レストランを出て水などの買い出しに行く。そこから歩いて帰ることにした。何しろ腹が重い。少しでも減らさねば、と思ったが無駄なようだ。歩いていると建設現場が見えてくる。第二の都市もやはり建設ラッシュ。『誰が投資しているんですかね』と地元の人に聞くと『朝青龍じゃないの?』と笑われた。

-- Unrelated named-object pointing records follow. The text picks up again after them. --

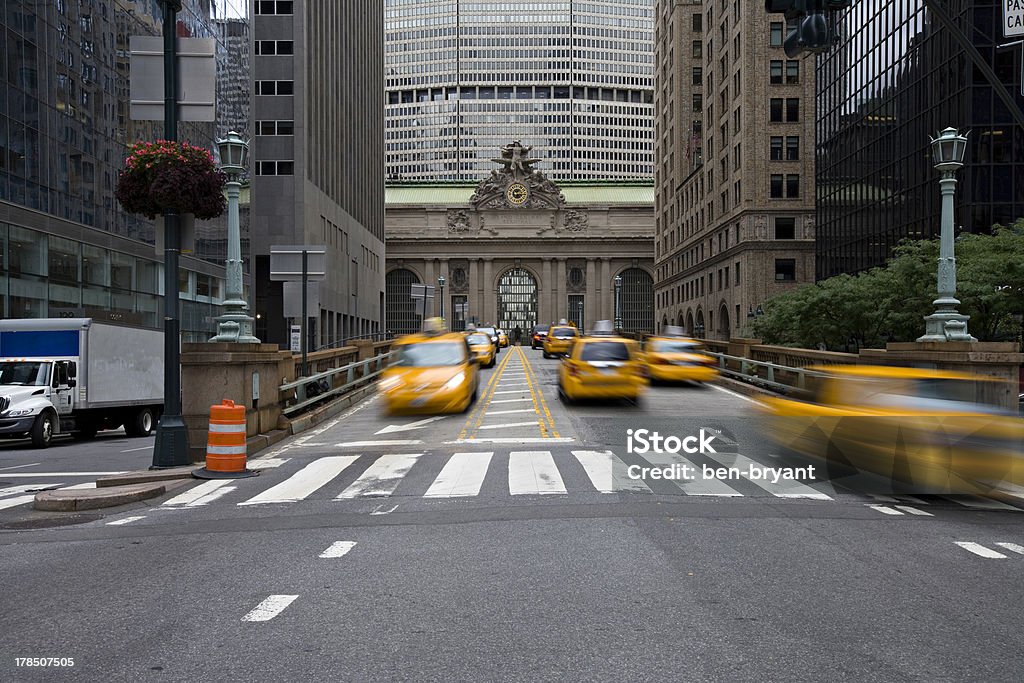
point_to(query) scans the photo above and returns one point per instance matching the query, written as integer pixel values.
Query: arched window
(401, 311)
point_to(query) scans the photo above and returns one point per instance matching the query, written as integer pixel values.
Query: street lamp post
(945, 324)
(235, 325)
(619, 302)
(171, 446)
(440, 284)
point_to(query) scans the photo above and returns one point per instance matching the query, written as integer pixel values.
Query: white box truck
(78, 376)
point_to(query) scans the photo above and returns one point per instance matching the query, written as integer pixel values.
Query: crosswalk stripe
(534, 472)
(382, 477)
(781, 488)
(607, 473)
(698, 485)
(305, 481)
(462, 475)
(981, 550)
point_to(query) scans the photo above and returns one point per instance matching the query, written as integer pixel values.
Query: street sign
(286, 262)
(197, 78)
(1013, 18)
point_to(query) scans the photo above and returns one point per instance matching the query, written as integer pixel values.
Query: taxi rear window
(608, 350)
(430, 354)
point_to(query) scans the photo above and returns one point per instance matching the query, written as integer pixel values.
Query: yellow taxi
(602, 366)
(482, 349)
(431, 372)
(559, 338)
(918, 430)
(673, 357)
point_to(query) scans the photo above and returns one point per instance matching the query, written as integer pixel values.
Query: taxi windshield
(608, 350)
(675, 346)
(430, 354)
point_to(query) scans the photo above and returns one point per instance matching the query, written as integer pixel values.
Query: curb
(70, 501)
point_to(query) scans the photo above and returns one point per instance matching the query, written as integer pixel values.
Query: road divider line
(269, 608)
(980, 550)
(338, 549)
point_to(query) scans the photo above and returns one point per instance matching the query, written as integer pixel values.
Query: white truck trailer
(78, 376)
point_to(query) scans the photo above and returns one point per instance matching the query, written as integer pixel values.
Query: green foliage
(870, 308)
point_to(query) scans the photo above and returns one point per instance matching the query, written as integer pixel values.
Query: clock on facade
(516, 194)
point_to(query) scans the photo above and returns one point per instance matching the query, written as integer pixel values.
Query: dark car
(538, 336)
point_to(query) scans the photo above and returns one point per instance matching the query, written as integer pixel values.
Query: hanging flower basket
(171, 176)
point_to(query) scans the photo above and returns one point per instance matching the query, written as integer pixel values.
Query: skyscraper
(571, 79)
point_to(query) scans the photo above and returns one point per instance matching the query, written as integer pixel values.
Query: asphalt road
(513, 546)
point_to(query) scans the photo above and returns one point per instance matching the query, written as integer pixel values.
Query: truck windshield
(25, 374)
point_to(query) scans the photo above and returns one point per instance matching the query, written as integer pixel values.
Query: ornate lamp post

結局その夜は何も食べずに寝ることに。ところがなぜかホテルの外で深夜までウルサイ音楽を流して何かしている。若者が騒いでいるのかと思ったが、どうやらBBQか何かの野外営業らしい。そんなに遅くまでお客がいるとは思えず、もっと早く止めて欲しかった。何しろこちらは腹一杯で、それでなくても寝付けないのだから。
8月19日(月)
中国に圧迫されるモンゴル企業
翌朝はダルハン県庁を訪問、県知事と面談した。さすが第二都市の首長、忙しいそうだ。面談中に大統領から直接電話が入るなど、これからのモンゴルを背負う指導者の一人なのだろう。
それから突然製鉄所に向かう。こんなところに製鉄所があるのか。何と日本のODAで作られたらしい。さすがに大規模な工場、入るのにチェックが厳しい。1993年に生産を開始、2003年にODA支援が終了。それ以降は自力で生産している。現在従業員は1600人余り。モンゴルとしては大きい。
説明してくれた工場長は生産開始から今日まで、この工場の全てを知っていた。恐らくモンゴルでもっとも製鉄に詳しい人なのだろう。その苦労、苦悩が話の随所に表れていた。『もうすぐ定年です』という言葉が妙に重い。
工場見学もさせてもらった。熱い鉄が流れてくる。26年前、上海留学中に宝山製鉄所を見学した日を思い出す。日本の技術がアジアで使われている素晴らしい光景だった。これからは一層技術革新がなされていくだろう。原料となる資源はモンゴルにあるのだから。ただ中国から安い鋼材が入ってくる。この競争に打ち勝たないと、企業はやっていけない。
財閥系セメント工場にも行った。ここの責任者若く、英語を話した。シンガポール留学中にスカウトされ、シンガポール企業のモスクワ事務所で働いた。最近戻ってきてここにいると。中国より安いセメントがどんどん入ってきて、価格競争が起こり、厳しい状況だ。グループ企業ですら、安い方から買っている。
中国系企業はセメントを前渡し、代金は6か月後でよい、といったファイナンス付で市場をかく乱している。『中国から圧迫されるモンゴル』という図式が見えてきた。価格競争では大量生産の力に負け、付加価値の高い製品作りには技術が伴わない。中国経済が減速していくと、更に中国企業からの圧力が強まりそうだ。